The results obtained from the evaluation of domain specific models (using the Test Set) are shown below. We considered the models that performed best in the experiments carried out in Section 4.2. Similar to the Section 4.2, the classification was conducted using a threshold value. Threshold values for Word2Vec/Sense2Vec/BERT are cosine similarity values without performing scaling. For the Artificial Neural Network (ANN) proposed in this study, the threshold was obtained from considering the output probability from the Sigmoid function. The maximum F-Score obtained (while maintaining a recall of at least 0.60) for each model is shown in Table 7 with the corresponding threshold values. It was also observed that maximum F-Score in relation to the test set (from all the considered models regardless of the recall or precision) is 0.80 and was obtained from the ANN proposed in this work.

5. Conclusions

This study discusses the importance of considering and analyzing the properties of verbs in legal documents and how the process of identifying verbs with similar meanings can be useful in different information extraction tasks such as sentiment analysis [30] and contradictory opinion detection [10]. Developing a verb similarity dataset in LeCoVe, which provides information related to the similarity of verbs based on the context it is being used and making it publicly available to the research community, can be considered as a key research contribution of this study.

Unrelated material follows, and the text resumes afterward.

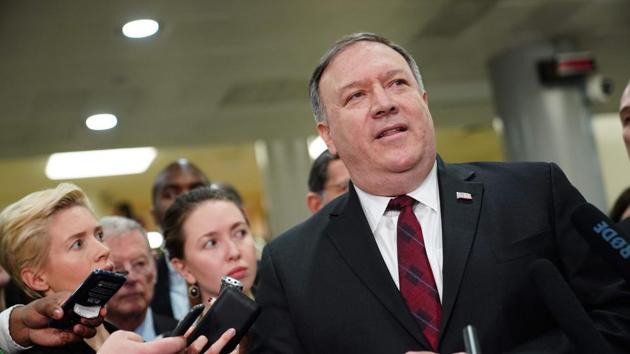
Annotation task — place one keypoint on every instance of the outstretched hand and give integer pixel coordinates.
(29, 324)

To the best of our knowledge, this is the first context-based verb similarity dataset developed for the legal domain. We have also used LeCoVe to evaluate the performances of different word representational models, considering the task of identifying verbs with similar meanings. The word representational models include existing models as well as Sense2Vec and BERT models, which have been developed or improved within this study. One of the major drawbacks in most of the evaluation resources that have annotated the similarity between verbs, is that they do not consider the context associated with the verbs. In this study, we have addressed that issue by considering the sentence that a verb resides, when interpreting the meaning of that verb. As the sentence where a considered verb resides is also a part of the dataset, LeCoVe enables the use of approaches to identify verbs with similar meaning using unsupervised language representational techniques that consider the sequential context in a text. We have practically demonstrated this by using LeCoVe to evaluate pre-trained BERT models. Finally, considering the key observations of the evaluations conducted as part of validating the introduced data set, we propose a neural network-based approach. Using this neural network-based approach, we have demonstrated that the information that can be extracted from distributional word representational techniques and language modelling techniques can be combined together to develop more sophisticated and improved mechanisms to identify verbs with similar meanings. The findings of the study have the potential to facilitate several legal information extraction tasks, including contradiction detection, discourse analysis, and sentiment analysis.